Kafka has been operating at Gravity for over a year now, and it has proved to be a useful and stable element in the infrastructure. We started to use it for log aggregation, but it gradually found new uses, according to its original purpose, as the middleware for sending streams of events from application servers to backend services. These include business data as well as metrics: for instance, logs from Nginx servers are sent to Kafka and consumed by processes that parse and insert them to a time series database, which in turn feeds Grafana dashboards to display response times. With the upcoming release of Reco, the Gravity solution for smaller e-commerce businesses, Kafka is becoming increasingly important, since Reco recommendation engines run somewhere in a cloud rather than on predetermined, dedicated hardware from where you could easily fetch logs. Gravity’s Kafka clusters are comprised by two or three Kafka brokers with twofold replication and onefold receipt acknowledgment: even this minimally safe setup proved to be reliable.

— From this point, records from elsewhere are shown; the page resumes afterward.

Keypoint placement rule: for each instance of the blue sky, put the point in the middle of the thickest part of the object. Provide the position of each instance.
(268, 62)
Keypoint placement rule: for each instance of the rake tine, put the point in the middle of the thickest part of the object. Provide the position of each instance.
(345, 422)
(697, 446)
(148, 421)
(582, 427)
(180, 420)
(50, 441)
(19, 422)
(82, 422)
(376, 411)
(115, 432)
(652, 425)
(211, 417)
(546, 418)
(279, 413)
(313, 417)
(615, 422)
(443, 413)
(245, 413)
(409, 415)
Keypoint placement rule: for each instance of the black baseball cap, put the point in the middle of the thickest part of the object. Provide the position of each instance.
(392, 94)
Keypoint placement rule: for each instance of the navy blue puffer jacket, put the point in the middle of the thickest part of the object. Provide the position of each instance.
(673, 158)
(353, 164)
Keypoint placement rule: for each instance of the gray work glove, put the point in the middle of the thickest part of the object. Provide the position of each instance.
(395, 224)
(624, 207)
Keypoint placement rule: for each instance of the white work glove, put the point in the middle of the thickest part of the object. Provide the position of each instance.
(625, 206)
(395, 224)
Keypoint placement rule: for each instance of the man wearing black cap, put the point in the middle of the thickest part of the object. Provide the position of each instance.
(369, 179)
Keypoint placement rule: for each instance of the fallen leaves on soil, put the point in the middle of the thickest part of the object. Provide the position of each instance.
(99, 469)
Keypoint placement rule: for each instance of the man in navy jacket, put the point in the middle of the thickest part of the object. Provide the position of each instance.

Kafka is production ready at the current version 0.8.2, but, as always, there are some features that we are missing. First, there is currently very little done on the producer side to prepare for situations when connectivity to the broker fails: once an in-memory queue fills up, messages simply get dropped. There has been an issue about in the Kafka JIRA for three and a half years now, without any plans to fix it. We developed our own Log4j appender to write logs to local files if brokers are permanently unavailable, but that is clearly no optimal solution. Secondly, Kafka has no timestamp abstraction. That would be convenient for storing log and event messages, as most of them do contain a timestamp: often, consumers would rather specify a time interval than an offset interval to consume from. There is some support now for getting an offset based on a timestamp, but that is hopelessly broken; the real thing, a time based segment index, is not there.

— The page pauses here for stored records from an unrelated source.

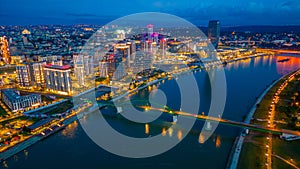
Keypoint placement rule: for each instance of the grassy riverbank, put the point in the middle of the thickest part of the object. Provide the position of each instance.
(253, 153)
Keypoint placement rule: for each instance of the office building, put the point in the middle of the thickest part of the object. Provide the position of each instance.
(31, 74)
(24, 78)
(16, 102)
(4, 50)
(214, 32)
(58, 79)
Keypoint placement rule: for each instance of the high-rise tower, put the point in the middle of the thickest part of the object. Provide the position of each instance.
(214, 32)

As for performance, we wanted to have more log channels, hence more partitions on one broker, than available benchmarks exhibit (on the order of thousands), so we ran a small test to check how throughput changes as a function of the number of partitions. The result is shown below with a fully saturated producer:
We see that the throughput decreases slightly as the number of partitions grow until 400, and after that the behaviour becomes rather unpredictable. A similar pattern emerges when using more producers. The reason for this is that Kafka keeps a separate file open for each partition, and when a lot of partitions are being written simultaneously, HDD writes are not actually linear anymore. Thus, one of the factors yielding the high throughput, linearity, is missing. Whenever this limit is hit, new brokers have to be added.
Kafka started as a project at LinkedIn; it was open sourced in 2011 and brought to graduation as an Apache project. In 2014, the core Kafka developers founded a new company, Confluent, to commercialize the ideas around Kafka. By now, they offer a stream data platform that aims to help make all data in a company available as realtime streams. Using Kafka as a backbone, the Confluent platform includes a REST proxy, tools to help (de)serialization at the sending and receiving ends with Avro, and the Camus application to consume data from Kafka and write it to HDFS. It would definitely be worth trying at some point.
To sum up, a log aggregation solution is inevitable for distributed event processing systems. Kafka is a stable and performant solution to this specific problem; it is not a general purpose messaging system. Although it is already widely used in large production setups, it is still evolving. When applying it to particular use cases in an enterprise environment, you might miss a few features.